One cattle disease causes half of all feedlot deaths; this new diagnostic tool could save beef industry millions
A Texas A&M University epidemiologist is developing a new diagnostic tool to identify specific strains of a common pathogen for bovine respiratory disease, which causes more than half of all feedlot deaths.
Bovine respiratory disease ranks among the single largest economic threats to the beef cattle industry. Some estimates say the disease costs the industry more than a billion dollars annually.

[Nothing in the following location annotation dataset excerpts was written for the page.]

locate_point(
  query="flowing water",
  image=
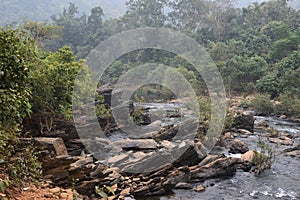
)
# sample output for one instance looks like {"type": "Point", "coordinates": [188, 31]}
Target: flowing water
{"type": "Point", "coordinates": [282, 181]}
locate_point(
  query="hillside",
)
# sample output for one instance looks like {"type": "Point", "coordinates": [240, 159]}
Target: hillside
{"type": "Point", "coordinates": [38, 10]}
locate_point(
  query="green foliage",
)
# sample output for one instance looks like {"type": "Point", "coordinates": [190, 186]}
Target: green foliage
{"type": "Point", "coordinates": [262, 105]}
{"type": "Point", "coordinates": [269, 84]}
{"type": "Point", "coordinates": [16, 58]}
{"type": "Point", "coordinates": [4, 184]}
{"type": "Point", "coordinates": [265, 157]}
{"type": "Point", "coordinates": [53, 80]}
{"type": "Point", "coordinates": [288, 105]}
{"type": "Point", "coordinates": [244, 104]}
{"type": "Point", "coordinates": [24, 167]}
{"type": "Point", "coordinates": [105, 191]}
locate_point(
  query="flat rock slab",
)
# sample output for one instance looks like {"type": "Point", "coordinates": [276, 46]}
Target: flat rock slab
{"type": "Point", "coordinates": [129, 144]}
{"type": "Point", "coordinates": [56, 144]}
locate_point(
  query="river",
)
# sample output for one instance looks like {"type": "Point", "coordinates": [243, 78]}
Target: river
{"type": "Point", "coordinates": [282, 181]}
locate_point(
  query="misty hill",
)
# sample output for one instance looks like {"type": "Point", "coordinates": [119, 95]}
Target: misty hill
{"type": "Point", "coordinates": [40, 10]}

No one specific virus or bacteria causes the disease. Instead, a number of different combinations of pathogens; the exact roles those pathogens play and how they interact with one another to cause BRD is still mostly a mystery.
With a $100,000 grant from the U.S. Department of Agriculture, Assistant Professor Robert Valeris-Chacin at the College of Veterinary Medicine & Biomedical Sciences is trying to lay the groundwork for a more thorough understanding of those roles, and he’s starting specifically with Mycoplasma bovis, a bacterium frequently associated with the disease.

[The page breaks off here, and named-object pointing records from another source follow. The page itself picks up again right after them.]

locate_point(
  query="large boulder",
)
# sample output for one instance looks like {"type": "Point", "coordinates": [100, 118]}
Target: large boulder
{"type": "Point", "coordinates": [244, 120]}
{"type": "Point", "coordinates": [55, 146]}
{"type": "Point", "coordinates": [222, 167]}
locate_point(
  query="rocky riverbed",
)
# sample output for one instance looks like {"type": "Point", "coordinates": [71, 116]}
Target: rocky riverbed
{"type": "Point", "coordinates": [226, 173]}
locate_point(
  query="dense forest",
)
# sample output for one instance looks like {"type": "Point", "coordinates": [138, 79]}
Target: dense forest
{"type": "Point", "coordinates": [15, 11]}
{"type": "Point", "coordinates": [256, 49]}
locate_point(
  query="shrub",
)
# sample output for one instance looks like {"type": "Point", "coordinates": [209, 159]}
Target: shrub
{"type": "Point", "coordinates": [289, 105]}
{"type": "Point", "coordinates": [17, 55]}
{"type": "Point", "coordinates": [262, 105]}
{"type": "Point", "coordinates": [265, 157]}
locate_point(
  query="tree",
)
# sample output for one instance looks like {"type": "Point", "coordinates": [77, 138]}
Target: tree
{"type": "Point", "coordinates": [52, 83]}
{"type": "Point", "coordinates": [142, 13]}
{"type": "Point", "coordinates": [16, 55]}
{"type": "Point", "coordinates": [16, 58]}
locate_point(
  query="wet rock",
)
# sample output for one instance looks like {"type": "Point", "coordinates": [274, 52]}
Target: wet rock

Valeris-Chacin’s goal is to create a diagnostic tool that can identify the different strains of M. bovis present in a sample. To solve the problem of the scarcity of the bacteria, he will modify a process called target enrichment that has worked for other pathogens.
“Using this technique, we can concentrate the DNA of the M. bovis and then hopefully that will give us enough information to do strain-level detection,” he said. “Doing that would open the door for a lot of information that we just don’t have right now. So, we’re trying to develop a new technique that will give us that information.”